Strona główna • Polskie Skoki Narciarskie

Adam Małysz o słowach Jana Ziobry: To paranoja

Jan Ziobro po raz kolejny zabrał głos w sprawie powodów zawieszenia przez niego kariery skoczka narciarskich. Na fanpage'u reprezentanta Polski pojawił się trzeci filmik, w którym 26-latek zwraca się m.in. do dyrektora-koordynatora ds. skoków narciarskich i kombinacji norweskiej w Polskim Związku Narciarskim - Adama Małysza. Ten uciął dyskusję, publikując oświadczenie na jednym z portali społecznościowych.


Jan Ziobro:

- Niektórzy ludzie mówią, iż do kadry B trafiłem po to, gdyż ta potrzebowała klasowego zawodnika, który pociągnie ją do przodu. Jeżeli potrzebowali klasowego zawodnika, to w Polsce mieli czterech lepszych ode mnie, więc dlaczego to ja powinienem być człowiekiem, pełniącym rolę konia pociągowego grupy B? O nieobecności w kadrze A dowiedziałem się za pośrednictwem mediów. Nikt o tym nie poinformował mnie wcześniej, więc mówienie o tym, że był to plan, jest zwykłym kłamstwem.

- Mam apel do Pana Adama Małysza, który w opinii publicznej bardzo głośno wypowiada się na mój temat. Panie Adamie, Pan jest dyrektorem w Polskim Związku Narciarskim, Pan za coś bierze pieniądze, więc mam prośbę do Pana. Niech to Pan wypowie nazwiska osób, którzy przez ostatnie lata próbowali mi zaszkodzić i zniszczyć moją sportową karierę. Bardziej przystawało by to Panu, bo leży to w Pana gestii, aby rozprawić się z tymi nieuczciwymi ludźmi.

- Panie Adamie, niech Pan nie straszy, jak ostatnio w mediach, że mogę się przeliczyć. Wie Pan bardzo dobrze, że nie powiedziałem jeszcze wszystkiego i jeżeli zacznę mówić, wówczas niektórym ludziom z otoczenia może zrobić się nieprzyjemnie.

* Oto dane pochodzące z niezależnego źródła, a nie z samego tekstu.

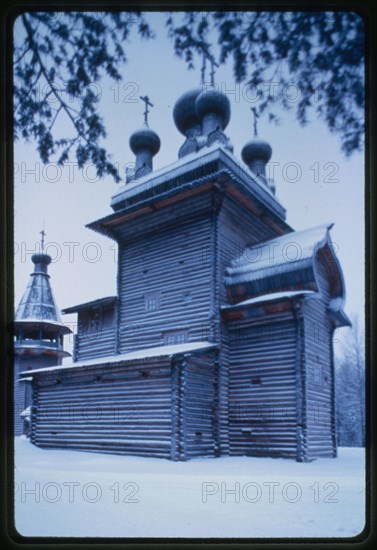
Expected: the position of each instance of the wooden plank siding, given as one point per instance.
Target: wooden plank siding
(199, 391)
(321, 437)
(237, 229)
(262, 387)
(171, 263)
(157, 407)
(95, 340)
(120, 409)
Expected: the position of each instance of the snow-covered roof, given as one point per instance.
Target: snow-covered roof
(273, 297)
(191, 170)
(278, 255)
(160, 351)
(93, 303)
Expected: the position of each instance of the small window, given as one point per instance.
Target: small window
(176, 337)
(318, 375)
(152, 301)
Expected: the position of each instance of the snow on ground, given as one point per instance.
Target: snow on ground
(77, 494)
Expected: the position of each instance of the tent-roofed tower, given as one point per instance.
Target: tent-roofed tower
(38, 333)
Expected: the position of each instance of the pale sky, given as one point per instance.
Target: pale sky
(314, 181)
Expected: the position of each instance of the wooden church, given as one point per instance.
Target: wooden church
(219, 339)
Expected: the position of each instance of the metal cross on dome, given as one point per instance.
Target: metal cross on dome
(42, 239)
(255, 121)
(146, 111)
(213, 63)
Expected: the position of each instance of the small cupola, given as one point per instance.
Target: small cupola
(145, 144)
(256, 153)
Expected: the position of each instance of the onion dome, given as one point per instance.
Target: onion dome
(41, 261)
(184, 112)
(38, 305)
(256, 150)
(145, 139)
(212, 102)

Prosiłbym głupio nie straszyć i nie mówić w mediach, że wielokrotnie Pan do mnie dzwonił, bo to ja dzwoniłem do Pana. Chciałem rozwiązać tę sytuację tak, jak człowiek z człowiekiem. Powiedział mi Pan wtedy, że nie rozumie Pan tej sytuacji, ale rozumie mnie.

Kliknij, aby zobaczyć pełne oświadczenie Jana Ziobry

Adam Małysz:

- W związku z kolejnym filmikiem i wywołaniem mnie do tablicy przez Jana Ziobro informuję, że nie będę więcej brał udziału w jego błazenadzie i wypowiadał się na jego temat w internecie czy za pośrednictwem mediów. Takie załatwianie sprawy uważam za dziecinadę.

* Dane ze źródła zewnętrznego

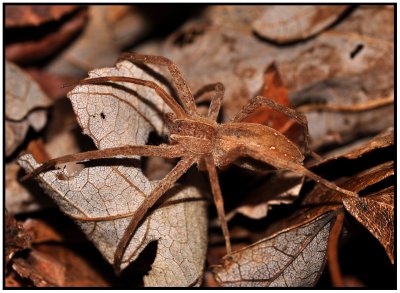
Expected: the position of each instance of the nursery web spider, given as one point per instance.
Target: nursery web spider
(202, 141)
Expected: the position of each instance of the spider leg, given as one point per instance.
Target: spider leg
(175, 107)
(164, 185)
(292, 166)
(218, 199)
(259, 101)
(182, 88)
(173, 151)
(216, 101)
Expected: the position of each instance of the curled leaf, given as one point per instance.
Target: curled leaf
(102, 197)
(284, 24)
(376, 213)
(24, 106)
(291, 258)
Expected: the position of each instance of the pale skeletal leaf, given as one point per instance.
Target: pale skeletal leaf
(24, 106)
(116, 115)
(290, 258)
(283, 24)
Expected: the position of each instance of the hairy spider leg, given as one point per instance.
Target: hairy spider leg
(218, 200)
(258, 101)
(216, 101)
(166, 151)
(183, 91)
(290, 165)
(171, 102)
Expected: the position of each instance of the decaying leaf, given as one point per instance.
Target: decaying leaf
(34, 15)
(336, 67)
(291, 258)
(282, 189)
(119, 26)
(58, 266)
(284, 24)
(24, 106)
(43, 270)
(116, 116)
(376, 213)
(16, 238)
(47, 41)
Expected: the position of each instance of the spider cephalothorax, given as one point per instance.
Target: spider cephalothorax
(201, 140)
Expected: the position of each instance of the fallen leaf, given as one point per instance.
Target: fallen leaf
(281, 189)
(16, 238)
(116, 116)
(43, 270)
(285, 24)
(47, 41)
(119, 25)
(56, 265)
(291, 258)
(22, 198)
(376, 213)
(34, 15)
(337, 67)
(25, 103)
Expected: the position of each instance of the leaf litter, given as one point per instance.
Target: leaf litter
(352, 51)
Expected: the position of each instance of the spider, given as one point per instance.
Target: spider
(197, 139)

- Jeśli Jan chce ten swój serial emitować, proszę bardzo. Niech puszcza kolejne odcinki. Ale uważam, że to paranoja. Zamiast odstawiać cyrk, niech raz powie wprost, kto go dyskryminuje oraz poniża i utnie te spekulacje. Jeśli nie chce zrobić tego publicznie, niech opowie wszystko komuś, komu ufa, by prawda wyszła na jaw i można było zrobić z tym porządek.